For a predicted allosteric site to enter the docking funnel, it has to pass three filters beyond the GNN score. First, it must achieve a minimum druggability score on SiteMap — volume, hydrophobicity, enclosure — because GNN-detected communication hubs are not always geometrically tractable for small molecules. Second, at least two independent MD snapshots must show the pocket open simultaneously, filtering out transient artifacts. Third, we require a positive conservation signal at the site: if the residues lining the predicted pocket are poorly conserved across the target family, it suggests the pocket is a structural accident rather than a functional communication node. Roughly 40% of GNN-predicted allosteric candidates survive all three filters. That subset proceeds to docking and, if hits emerge, to crystallographic confirmation. So far we have gotten crystallographic verification on 6 of 11 predicted allosteric sites we have taken to structure. The 5 misses were all cases where the MD ensemble showed the pocket opening in fewer than 15% of frames — a threshold we are now applying prospectively.

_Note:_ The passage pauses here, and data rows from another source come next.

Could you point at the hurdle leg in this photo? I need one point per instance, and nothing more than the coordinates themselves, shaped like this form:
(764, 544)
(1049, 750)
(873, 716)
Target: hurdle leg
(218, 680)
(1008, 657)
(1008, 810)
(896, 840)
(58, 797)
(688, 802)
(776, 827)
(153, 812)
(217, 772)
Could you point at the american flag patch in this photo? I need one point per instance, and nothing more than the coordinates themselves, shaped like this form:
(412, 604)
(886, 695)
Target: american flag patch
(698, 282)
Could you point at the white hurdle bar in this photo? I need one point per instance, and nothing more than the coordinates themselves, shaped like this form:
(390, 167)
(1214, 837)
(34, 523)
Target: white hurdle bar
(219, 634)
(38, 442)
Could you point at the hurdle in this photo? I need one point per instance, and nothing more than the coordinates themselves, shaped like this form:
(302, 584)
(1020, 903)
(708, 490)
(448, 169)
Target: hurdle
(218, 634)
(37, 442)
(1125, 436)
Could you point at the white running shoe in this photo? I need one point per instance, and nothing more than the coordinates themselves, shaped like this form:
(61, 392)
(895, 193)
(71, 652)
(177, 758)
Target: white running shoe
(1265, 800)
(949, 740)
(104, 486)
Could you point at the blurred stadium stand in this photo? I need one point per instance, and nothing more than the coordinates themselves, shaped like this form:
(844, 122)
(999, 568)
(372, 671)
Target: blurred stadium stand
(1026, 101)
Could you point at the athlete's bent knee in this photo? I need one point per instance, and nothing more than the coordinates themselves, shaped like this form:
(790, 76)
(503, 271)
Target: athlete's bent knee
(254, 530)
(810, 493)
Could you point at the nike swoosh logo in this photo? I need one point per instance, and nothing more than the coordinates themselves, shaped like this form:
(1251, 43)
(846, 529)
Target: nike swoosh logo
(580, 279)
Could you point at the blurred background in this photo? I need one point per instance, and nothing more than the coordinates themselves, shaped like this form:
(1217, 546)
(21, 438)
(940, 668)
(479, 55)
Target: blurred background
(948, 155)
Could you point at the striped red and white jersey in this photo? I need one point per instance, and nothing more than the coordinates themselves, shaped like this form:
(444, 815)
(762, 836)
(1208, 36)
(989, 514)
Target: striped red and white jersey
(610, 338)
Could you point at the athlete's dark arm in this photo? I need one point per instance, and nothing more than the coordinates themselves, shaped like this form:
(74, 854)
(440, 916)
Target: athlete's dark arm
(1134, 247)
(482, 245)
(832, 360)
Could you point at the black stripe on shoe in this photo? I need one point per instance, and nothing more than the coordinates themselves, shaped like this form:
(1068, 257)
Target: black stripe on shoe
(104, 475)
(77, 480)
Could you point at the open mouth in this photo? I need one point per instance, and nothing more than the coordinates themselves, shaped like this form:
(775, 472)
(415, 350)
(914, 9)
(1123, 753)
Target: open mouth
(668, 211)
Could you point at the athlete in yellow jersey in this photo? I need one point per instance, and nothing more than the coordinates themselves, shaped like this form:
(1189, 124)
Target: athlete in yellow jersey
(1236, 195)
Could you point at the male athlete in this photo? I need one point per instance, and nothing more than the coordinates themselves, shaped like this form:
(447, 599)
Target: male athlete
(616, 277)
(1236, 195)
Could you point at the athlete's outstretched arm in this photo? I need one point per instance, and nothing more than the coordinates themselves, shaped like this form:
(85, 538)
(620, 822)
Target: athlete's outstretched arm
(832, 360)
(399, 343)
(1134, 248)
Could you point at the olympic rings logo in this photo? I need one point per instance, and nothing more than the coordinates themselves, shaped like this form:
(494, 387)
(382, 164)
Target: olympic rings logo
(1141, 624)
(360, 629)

What We Still Need Crystallography For

The GNN tells us where to look. It does not tell us the binding mode, the pharmacophore geometry, or the conformational change the protein undergoes when a ligand occupies the site. All of those require structural data, and we have not found a computational substitute. What we have changed is the order of operations: instead of unbiased crystallographic fragment screening across the entire surface — expensive and low-throughput — we focus fragment soaks on the two or three GNN-predicted candidates. That directs crystallography effort rather than replacing it. For a 40-target program, replacing unbiased fragment screens with focused soaks against GNN-predicted sites has meaningfully reduced crystallography cost. More importantly, it surfaces allosteric candidates early enough in the campaign to influence the scaffold selection decision, rather than arriving after lead optimization has already committed to an orthosteric chemotype. That timing shift is where most of the value lies.